New DNA evidence collected in killing of two women at Kansas bakery 20 years ago: "It's promising"
Investigators announced Tuesday that they have collected new DNA evidence they hope will lead to a break in the killing of two Kansas women at a bakery 20 years ago.
A delivery driver found the bodies of 24-year-old Mandi Alexander and 79-year-old Mary Drake the evening of Sept. 4, 2002, at a Dolly Madison Bakery outlet in Great Bend, Kansas.
Drake was a customer, and Alexander had begun working as a clerk the week she was killed.
Investigators said they were killed with a sharp object, but the murder weapon was never found. Although money was missing from the bakery's cash drawer, authorities aren't sure if robbery was the motive for the crimes.
A male's DNA was found in a sample taken from one of the victims, Cory Latham, special agent for the Kansas Bureau of Investigation, said in a news conference. He did not say which woman the DNA was taken from.
Latham said in the last year, KBI agents and forensic scientists reviewed all the evidence collected in the case, focusing on technology that has advanced beyond what was available in 2002.

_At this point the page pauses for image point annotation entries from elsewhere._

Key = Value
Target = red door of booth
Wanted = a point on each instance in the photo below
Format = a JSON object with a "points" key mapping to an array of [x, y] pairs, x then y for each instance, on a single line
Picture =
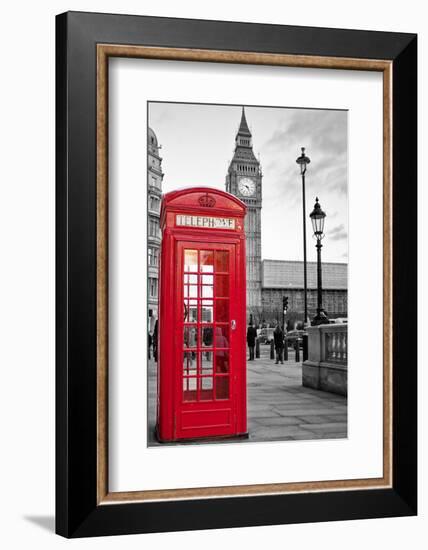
{"points": [[206, 325]]}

Investigators did not find enough DNA to enter it into a national database of criminal offenders. However, investigators could compare it to a sample of someone's DNA if they were to find a suspect.
"So while useful, it doesn't help answer the question as to who that person is today. But it's promising and we hope it will help us in the future," Latham said.
He said Great Bend police, Barton County sheriff's deputies and KBI agents collected numerous DNA samples in the past and held Tuesday's news conference to encourage someone who might have even the slightest detail relevant to the case to come forward.
The new evidence is giving new hope for friends and family of the victims, CBS affiliate KWCH-TV reports.
"It is solvable. This happened in broad daylight on the busiest intersection in town,"
Alexander's friend, Kathye Phelps, told the station.
Still, Alexander's older sister, Desiree Worth, expressed frustration Tuesday during the KBI's press conference updating the case, the station reported.
"You try to find some positive in life, but it gets difficult and you stay stuck, you stay mad," Werth said.
The KBI is offering a $17,000 reward to help solve the case.